12.13.2004

According to the left, they all hate us...

Hey, guess what? They don't all hate us.

One afternoon I was explaining the passive tense of verbs, and I used an example that came to mind from American culture. I asked them if they knew who was nominated by the two main parties to run for president. "John Kerry was nominated by the Democratic Party, and George Bush was nominated by the Republicans," replied one of the brightest in the class, a veiled Muslim engineering student named Rahaf. "Very good," I said. "Now, who do you think will be elected?" "Bush," cried several of the students at once, smiling. Abandoning my lesson plan for the moment, but curious at this sudden display of interest in the election, I ventured: "Who do you want to win?" "Bush," said Rahaf, while a number of others nodded in solid agreement. I pressed them further for a few minutes, asking individual students why they liked Bush. The same ideas came up again and again: he is a strong leader, an honest man, and, most of all, a believer. Like the winning margin of American voters this year, these Middle Easterners related to Bush's sense of religious conviction and his confident steering of a nation and culture they admired.

And the next paragraph brought up one of the things that bugged the crap out of me during the election campaign.

"But doesn't he scare you?" I asked finally, unable to contain my personal feelings and throwing the lesson plan out the window. "Because of Bush's ideas many people in my country think that all of you are terrorists." Rahaf and most of the others just shrugged. Maybe that was all true, they said, but he was still a good president.

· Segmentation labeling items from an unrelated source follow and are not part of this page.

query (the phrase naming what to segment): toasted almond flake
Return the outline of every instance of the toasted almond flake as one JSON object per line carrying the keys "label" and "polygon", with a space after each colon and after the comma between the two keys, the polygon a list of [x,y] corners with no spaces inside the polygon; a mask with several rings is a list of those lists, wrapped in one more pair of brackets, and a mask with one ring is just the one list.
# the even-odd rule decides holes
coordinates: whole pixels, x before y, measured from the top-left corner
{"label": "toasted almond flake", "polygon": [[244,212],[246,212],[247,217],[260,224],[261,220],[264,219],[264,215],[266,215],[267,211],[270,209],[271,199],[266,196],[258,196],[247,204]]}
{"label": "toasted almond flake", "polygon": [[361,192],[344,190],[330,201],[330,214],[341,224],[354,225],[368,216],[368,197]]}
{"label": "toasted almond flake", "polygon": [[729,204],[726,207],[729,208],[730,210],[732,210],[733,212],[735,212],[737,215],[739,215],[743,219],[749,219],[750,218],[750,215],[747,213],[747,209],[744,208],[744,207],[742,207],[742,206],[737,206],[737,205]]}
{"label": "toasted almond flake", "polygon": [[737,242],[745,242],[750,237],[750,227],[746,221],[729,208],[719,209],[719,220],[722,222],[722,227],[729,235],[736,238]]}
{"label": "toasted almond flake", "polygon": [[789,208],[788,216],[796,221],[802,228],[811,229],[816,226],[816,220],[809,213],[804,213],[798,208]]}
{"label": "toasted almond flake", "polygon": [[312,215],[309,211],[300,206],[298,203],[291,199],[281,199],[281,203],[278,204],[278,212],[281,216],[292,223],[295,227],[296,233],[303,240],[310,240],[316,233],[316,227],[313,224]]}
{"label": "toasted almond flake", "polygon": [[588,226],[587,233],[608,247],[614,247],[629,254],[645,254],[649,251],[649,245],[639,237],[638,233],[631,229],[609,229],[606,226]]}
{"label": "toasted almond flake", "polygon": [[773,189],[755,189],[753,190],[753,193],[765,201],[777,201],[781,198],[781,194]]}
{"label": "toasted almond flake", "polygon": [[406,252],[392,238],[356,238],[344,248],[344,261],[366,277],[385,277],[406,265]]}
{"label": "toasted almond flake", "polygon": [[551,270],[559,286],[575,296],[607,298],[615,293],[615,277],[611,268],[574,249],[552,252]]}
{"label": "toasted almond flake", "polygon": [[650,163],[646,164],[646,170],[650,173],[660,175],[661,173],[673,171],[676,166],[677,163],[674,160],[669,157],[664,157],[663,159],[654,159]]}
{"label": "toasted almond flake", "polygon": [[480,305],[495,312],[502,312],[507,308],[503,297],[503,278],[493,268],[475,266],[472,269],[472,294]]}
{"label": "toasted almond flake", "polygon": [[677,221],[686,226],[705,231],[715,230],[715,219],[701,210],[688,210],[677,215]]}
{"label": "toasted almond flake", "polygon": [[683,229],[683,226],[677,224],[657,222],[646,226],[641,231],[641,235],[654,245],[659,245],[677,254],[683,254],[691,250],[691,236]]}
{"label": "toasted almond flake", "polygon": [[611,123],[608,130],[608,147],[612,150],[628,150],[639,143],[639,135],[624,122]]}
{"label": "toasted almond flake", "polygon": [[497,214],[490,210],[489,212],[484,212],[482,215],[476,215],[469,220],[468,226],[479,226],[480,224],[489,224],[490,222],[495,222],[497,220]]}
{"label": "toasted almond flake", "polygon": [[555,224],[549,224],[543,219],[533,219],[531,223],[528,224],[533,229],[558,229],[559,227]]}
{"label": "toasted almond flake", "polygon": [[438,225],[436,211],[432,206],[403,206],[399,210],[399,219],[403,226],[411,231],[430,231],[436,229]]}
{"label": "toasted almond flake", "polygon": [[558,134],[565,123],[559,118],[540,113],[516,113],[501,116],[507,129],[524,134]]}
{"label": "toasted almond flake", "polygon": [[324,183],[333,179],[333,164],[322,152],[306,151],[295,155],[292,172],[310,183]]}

Bush has never tried to make me hate Arabs or convince me they're all terrorists. If you think all muslims are terrorists, you already had some personal issues beforehand, and Bush didn't make anyone hate Arabs. There were no posters up with warm things to say such as "The only good raghead is a DEAD raghead!" There were no commercials saying "Join the Marines and waste some sand nigger scum!" I don't hate Arabs, and I know full well that there are only a teeny group of fundamentalists out there that are twisting their religion for their own ends. Leaders that are squandering their countries and sending the message to their citizens that it's the U.S.'s fault. It isn't the people. People are all born with a clean slate, and the ones that are turning them into terrorist 'martyrs' are the ones that we're trying to weed out. Another thing the article points out...

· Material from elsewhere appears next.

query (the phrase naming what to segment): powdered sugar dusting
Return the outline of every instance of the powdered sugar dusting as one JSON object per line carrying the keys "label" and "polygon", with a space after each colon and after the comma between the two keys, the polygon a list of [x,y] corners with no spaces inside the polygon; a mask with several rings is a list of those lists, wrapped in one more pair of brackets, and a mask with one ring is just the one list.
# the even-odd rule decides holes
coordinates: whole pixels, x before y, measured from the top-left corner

Though Democrats are often quick to criticize their opponents for seeing the issues in stark black and white, "us and them" terms, perhaps they ought to step back from their own obsession with "red" and "blue" dichotomies and recognize this nuance of Middle Eastern reality.

That's what I found ironic during the days after November 2nd. There was all this horseshit flying around the internet about the differences between Bush voters and Kerry voters, and red states and blue states. Things are not always black and white. No, they're red or blue. No shades of purple... just red and blue, and it's the Democrats that are pushing the message. It's moderate "South Park Republicans" like myself who are willing to reach out and talk to those on the left. From my personal experience, it's typically the way-left liberals are the ones that are one-dimensional, intolerant, closed-minded and angry, and anyone who doesn't toe the socialist line is a brainwashed, Nazi follower of Bushitler. Just shut up and get over it already. Especially you, Jesse Jackson.